The primary scoring metric on Numerai is the correlation between your model's predictions and the target.
Numerai uses a special variation of correlation we call "Numerai Corr". At a high level, this metric is designed to be a good proxy for actual portfolio returns if the predictions were used in live trading.
def numerai_corr(preds, target):
# rank (keeping ties) then Gaussianize predictions to standardize prediction distributions
ranked_preds = (preds.rank(method="average").values - 0.5) / preds.count()
gauss_ranked_preds = stats.norm.ppf(ranked_preds)

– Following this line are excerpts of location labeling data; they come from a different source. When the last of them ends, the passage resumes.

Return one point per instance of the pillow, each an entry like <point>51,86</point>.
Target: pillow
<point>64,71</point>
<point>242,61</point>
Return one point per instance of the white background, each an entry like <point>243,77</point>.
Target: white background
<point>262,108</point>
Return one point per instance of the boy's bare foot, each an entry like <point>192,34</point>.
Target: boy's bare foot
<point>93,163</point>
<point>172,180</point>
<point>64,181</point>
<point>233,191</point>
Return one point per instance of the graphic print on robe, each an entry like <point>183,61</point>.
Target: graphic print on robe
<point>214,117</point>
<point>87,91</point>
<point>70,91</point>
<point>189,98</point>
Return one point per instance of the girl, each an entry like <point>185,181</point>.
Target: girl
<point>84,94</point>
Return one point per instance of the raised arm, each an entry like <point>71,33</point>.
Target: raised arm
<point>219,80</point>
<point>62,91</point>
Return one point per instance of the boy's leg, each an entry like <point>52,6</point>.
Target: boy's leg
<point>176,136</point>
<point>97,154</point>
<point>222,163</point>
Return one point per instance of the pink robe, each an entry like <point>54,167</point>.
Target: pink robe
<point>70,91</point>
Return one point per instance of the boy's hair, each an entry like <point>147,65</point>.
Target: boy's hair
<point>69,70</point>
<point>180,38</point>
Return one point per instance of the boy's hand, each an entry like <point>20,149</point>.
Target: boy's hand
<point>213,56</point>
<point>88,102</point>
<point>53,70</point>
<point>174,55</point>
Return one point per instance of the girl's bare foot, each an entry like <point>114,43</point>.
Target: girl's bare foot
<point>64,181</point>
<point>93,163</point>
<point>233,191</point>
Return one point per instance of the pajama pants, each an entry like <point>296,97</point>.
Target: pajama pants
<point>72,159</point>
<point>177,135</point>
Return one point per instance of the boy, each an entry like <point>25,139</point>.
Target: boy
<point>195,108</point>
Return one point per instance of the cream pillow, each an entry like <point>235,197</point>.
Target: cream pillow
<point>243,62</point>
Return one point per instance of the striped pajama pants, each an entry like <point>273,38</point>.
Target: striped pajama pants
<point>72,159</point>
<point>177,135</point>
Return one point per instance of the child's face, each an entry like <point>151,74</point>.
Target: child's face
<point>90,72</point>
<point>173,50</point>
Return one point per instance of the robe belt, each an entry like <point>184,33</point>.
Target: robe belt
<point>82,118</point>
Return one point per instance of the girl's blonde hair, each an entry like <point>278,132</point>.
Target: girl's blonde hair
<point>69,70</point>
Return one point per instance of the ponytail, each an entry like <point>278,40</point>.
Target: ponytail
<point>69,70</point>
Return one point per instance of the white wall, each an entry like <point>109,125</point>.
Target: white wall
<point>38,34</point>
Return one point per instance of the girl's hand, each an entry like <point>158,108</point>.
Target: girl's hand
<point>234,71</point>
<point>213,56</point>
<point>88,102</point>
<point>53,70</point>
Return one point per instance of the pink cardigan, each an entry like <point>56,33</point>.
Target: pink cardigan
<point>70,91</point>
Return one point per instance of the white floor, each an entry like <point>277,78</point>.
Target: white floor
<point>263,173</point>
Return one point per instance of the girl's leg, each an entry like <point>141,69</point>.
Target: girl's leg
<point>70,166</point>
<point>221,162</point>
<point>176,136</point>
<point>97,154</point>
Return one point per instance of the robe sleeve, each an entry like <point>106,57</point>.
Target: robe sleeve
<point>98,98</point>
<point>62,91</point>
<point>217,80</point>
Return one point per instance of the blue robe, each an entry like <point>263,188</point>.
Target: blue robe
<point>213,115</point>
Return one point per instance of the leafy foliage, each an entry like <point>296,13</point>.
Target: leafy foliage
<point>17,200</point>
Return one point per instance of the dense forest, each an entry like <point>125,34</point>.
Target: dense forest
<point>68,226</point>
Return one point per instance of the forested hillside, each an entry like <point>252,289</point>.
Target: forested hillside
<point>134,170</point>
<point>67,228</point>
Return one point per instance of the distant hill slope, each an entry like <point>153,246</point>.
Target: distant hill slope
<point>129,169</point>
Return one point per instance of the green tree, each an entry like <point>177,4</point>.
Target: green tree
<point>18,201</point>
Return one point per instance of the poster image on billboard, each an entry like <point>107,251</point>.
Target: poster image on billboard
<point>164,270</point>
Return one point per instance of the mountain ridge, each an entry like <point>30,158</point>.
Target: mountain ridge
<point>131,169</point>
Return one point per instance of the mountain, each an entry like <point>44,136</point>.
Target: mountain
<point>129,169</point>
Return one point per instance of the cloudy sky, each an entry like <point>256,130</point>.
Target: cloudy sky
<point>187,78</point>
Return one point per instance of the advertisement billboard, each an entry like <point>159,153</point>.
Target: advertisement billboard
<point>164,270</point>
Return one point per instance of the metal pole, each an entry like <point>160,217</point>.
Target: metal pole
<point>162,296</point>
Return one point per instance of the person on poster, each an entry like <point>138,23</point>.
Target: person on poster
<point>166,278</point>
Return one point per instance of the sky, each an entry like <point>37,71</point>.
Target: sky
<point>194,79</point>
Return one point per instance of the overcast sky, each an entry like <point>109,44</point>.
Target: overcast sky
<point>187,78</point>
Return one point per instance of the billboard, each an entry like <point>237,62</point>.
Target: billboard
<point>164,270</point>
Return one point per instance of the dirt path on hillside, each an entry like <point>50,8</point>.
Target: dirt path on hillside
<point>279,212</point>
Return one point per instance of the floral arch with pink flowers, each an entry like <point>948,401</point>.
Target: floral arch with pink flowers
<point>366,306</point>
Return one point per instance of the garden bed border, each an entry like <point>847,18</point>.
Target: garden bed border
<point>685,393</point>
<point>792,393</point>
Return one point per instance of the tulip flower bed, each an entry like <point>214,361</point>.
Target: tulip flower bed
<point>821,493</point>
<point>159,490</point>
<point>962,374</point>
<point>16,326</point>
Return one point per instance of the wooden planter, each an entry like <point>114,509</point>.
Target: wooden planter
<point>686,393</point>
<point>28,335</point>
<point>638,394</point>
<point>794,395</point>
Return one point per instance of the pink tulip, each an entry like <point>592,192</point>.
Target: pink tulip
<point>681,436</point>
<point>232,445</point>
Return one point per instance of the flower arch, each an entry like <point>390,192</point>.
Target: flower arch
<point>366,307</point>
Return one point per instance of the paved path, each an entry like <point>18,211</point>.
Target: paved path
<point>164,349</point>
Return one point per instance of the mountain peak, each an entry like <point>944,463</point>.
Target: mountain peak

# make targets centered around 0
centered_target = target - target.mean()
# raise both preds and target to the power of 1.5 to accentuate the tails
preds_p15 = np.sign(gauss_ranked_preds) * np.abs(gauss_ranked_preds) ** 1.5
target_p15 = np.sign(centered_target) * np.abs(centered_target) ** 1.5
# finally return the Pearson correlation
return np.corrcoef(preds_p15, target_p15)[0, 1]
- First the predictions are gauss ranked. We do this to match our live trading process where all model predictions are standardized this way before being ensembled together in the meta model.
- Then the target is centered around 0. We do this to match the gauss ranked predictions which are now centered around 0.
- Finally both the gauss ranked predictions and the centered target are raised to the power of 1.5 before calculating the Pearson correlation. We do this to accentuate the tails as hedge fund tends to only trade the stocks with highest or lowest predicted returns.
The key takeaway here is that your prediction's distribution does not matter. You are only evaluated on your prediction's ranks. And your score depends more on the tails than a typical rank-correlation.
You may see different variations of CORR on the website
CORR20V2- the latest CORR score against the 20 day version of main target
CORJ60- correlation to the 60 day version of the auxiliary target named Jerome
CORR20- the legacy CORR score soon to be deprecated